Sua Empresa Já Sabe Usar as Leis. Ainda Não Sabe Escolher os Projetos

Incentivos Fiscais
Como escolher projeto de incentivo fiscal é a decisão que separa empresas que usam a verba com inteligência das que apenas cumprem uma obrigação disfarçada de patrocínio.
✍️ Por: Melissa Silvani, sócia e COO Auíri
📅 Publicado em: julho de 2026
🕐 Tempo de leitura: 9 minutos
Como escolher projeto de incentivo fiscal: bastidor de ativação de patrocínio

A pergunta de como escolher projeto de incentivo fiscal só faz sentido depois que a empresa já resolveu duas outras: quais leis usar e quem decide internamente. Resolvidas essas duas, a maioria das empresas ainda comete o mesmo erro — trata a escolha do projeto como reação a uma oportunidade que apareceu, em vez de como uma decisão orientada por critério.

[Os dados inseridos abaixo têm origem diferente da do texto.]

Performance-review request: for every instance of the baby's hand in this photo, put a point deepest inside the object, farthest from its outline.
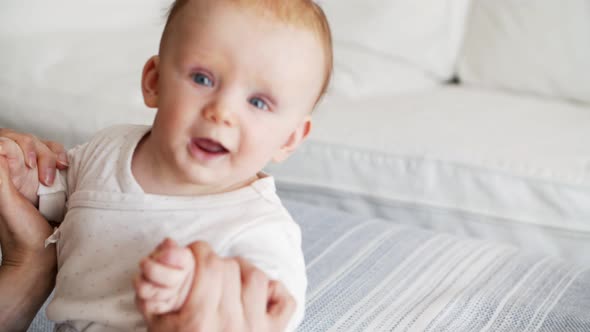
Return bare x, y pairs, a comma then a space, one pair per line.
165, 279
25, 179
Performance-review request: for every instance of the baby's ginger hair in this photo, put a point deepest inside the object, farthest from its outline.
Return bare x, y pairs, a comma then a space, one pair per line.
299, 13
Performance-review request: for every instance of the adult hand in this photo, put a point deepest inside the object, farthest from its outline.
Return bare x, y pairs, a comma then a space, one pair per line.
227, 294
28, 269
22, 229
46, 155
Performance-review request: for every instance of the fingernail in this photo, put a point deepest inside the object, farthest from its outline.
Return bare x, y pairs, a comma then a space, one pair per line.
62, 158
49, 176
32, 160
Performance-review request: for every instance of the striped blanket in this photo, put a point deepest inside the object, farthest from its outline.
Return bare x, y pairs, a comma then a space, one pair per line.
373, 275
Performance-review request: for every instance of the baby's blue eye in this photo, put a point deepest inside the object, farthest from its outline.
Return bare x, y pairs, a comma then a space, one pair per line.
202, 80
259, 103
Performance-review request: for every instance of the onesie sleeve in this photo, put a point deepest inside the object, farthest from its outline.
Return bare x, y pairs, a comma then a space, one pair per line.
275, 248
52, 200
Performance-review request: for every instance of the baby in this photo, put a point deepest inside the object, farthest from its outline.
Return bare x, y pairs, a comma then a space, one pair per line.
234, 85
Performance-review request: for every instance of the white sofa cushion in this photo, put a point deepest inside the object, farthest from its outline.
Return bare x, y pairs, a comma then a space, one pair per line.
538, 46
392, 46
463, 160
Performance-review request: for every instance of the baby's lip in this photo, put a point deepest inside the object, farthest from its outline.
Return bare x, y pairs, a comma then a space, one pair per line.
210, 145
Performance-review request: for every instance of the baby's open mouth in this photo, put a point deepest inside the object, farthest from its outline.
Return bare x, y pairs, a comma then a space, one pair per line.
209, 146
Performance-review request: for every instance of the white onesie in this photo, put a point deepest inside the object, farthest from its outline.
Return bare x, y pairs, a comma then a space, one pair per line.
111, 224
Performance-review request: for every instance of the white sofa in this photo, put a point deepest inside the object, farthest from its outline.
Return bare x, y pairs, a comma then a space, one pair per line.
466, 116
501, 152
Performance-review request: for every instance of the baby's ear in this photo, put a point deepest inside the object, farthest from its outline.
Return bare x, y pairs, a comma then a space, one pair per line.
149, 81
295, 139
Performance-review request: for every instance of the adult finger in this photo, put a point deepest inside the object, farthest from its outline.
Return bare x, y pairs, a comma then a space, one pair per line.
199, 312
35, 152
26, 143
60, 153
254, 292
281, 306
207, 285
160, 274
230, 306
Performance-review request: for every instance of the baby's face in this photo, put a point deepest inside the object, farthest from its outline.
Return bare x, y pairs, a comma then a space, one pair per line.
234, 92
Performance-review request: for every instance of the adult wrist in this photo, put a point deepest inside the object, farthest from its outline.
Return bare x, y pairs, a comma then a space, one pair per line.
24, 287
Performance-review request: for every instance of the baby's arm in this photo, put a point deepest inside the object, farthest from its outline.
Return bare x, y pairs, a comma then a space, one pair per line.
25, 179
165, 278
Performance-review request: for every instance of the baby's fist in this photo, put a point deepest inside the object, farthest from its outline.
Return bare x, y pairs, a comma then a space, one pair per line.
165, 279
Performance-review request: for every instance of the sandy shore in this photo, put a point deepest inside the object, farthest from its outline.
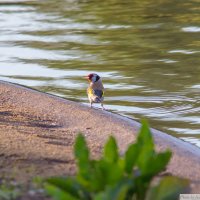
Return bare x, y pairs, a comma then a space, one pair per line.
37, 133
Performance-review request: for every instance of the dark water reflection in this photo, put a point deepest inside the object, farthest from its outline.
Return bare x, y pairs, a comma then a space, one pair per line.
148, 53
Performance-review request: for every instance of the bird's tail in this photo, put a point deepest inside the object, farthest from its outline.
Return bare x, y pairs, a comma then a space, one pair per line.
96, 99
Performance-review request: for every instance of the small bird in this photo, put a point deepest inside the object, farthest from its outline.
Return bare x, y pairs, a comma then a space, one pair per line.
95, 90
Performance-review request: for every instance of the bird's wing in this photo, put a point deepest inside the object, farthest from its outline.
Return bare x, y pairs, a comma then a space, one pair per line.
99, 93
90, 91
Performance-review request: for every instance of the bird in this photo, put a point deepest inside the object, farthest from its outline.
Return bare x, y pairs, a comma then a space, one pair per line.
95, 90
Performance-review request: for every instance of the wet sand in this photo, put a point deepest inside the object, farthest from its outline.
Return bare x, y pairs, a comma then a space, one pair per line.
37, 133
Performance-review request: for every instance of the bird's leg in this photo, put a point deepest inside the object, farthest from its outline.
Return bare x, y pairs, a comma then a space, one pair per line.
102, 106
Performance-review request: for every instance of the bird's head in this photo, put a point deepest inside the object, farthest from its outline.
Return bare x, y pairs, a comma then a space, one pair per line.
93, 77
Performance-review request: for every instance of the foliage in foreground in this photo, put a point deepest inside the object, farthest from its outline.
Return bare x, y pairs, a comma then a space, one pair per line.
115, 177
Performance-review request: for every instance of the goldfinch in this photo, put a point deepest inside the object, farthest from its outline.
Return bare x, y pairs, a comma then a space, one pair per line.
95, 91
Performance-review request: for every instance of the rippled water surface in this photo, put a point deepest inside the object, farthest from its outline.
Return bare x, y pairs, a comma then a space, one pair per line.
147, 52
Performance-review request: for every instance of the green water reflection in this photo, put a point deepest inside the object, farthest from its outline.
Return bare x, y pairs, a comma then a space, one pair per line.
146, 51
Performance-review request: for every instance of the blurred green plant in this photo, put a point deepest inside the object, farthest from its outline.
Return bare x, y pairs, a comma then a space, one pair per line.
9, 191
115, 177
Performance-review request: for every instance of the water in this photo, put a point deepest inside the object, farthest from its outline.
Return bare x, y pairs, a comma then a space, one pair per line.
148, 53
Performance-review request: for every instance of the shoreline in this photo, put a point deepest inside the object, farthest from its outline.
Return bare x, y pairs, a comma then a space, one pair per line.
38, 130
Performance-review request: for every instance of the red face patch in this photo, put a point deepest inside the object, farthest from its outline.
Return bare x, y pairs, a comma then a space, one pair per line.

A diferença entre aporte reativo e aporte estratégico não está na lei usada, nem no valor investido — está no que acontece antes de qualquer projeto ser avaliado.

Aporte reativo

Um projeto aparece — indicação, proponente que procurou a empresa, prazo apertado — e a decisão é tomada sob pressão, sem comparação com alternativas.

Aporte estratégico

Critérios são definidos antes de qualquer projeto aparecer. Orçamento reservado, objetivos claros, scorecard pronto — o projeto é avaliado dentro de um padrão, não escolhido por conveniência.

O resultado é direto: o aporte vira ferramenta de marca. Este artigo é o “como fazer” — a etapa que transforma o mapeamento de leis, já coberto nos artigos anteriores da série, em decisão prática.

Antes de olhar qualquer projeto, a empresa precisa saber o que está buscando. Existem quatro eixos possíveis — raramente uma empresa persegue todos com a mesma intensidade no mesmo ano.

Visibilidade de marca

Naming rights, mídia espontânea, conteúdo para redes sociais.

Relacionamento institucional

Acesso a stakeholders, governo e formadores de opinião.

Transformação social

Impacto mensurável, alinhamento com ESG, relatório de sustentabilidade.

Engajamento interno

Cota de ingressos, voluntariado, orgulho de pertencimento dos colaboradores.

Uma empresa B2B tende a priorizar relacionamento institucional; uma B2C, visibilidade; uma com meta ESG ousada, transformação social. O exercício prático é simples de descrever e raramente feito: ranquear esses quatro eixos por prioridade para o ano corrente, antes de olhar um único projeto.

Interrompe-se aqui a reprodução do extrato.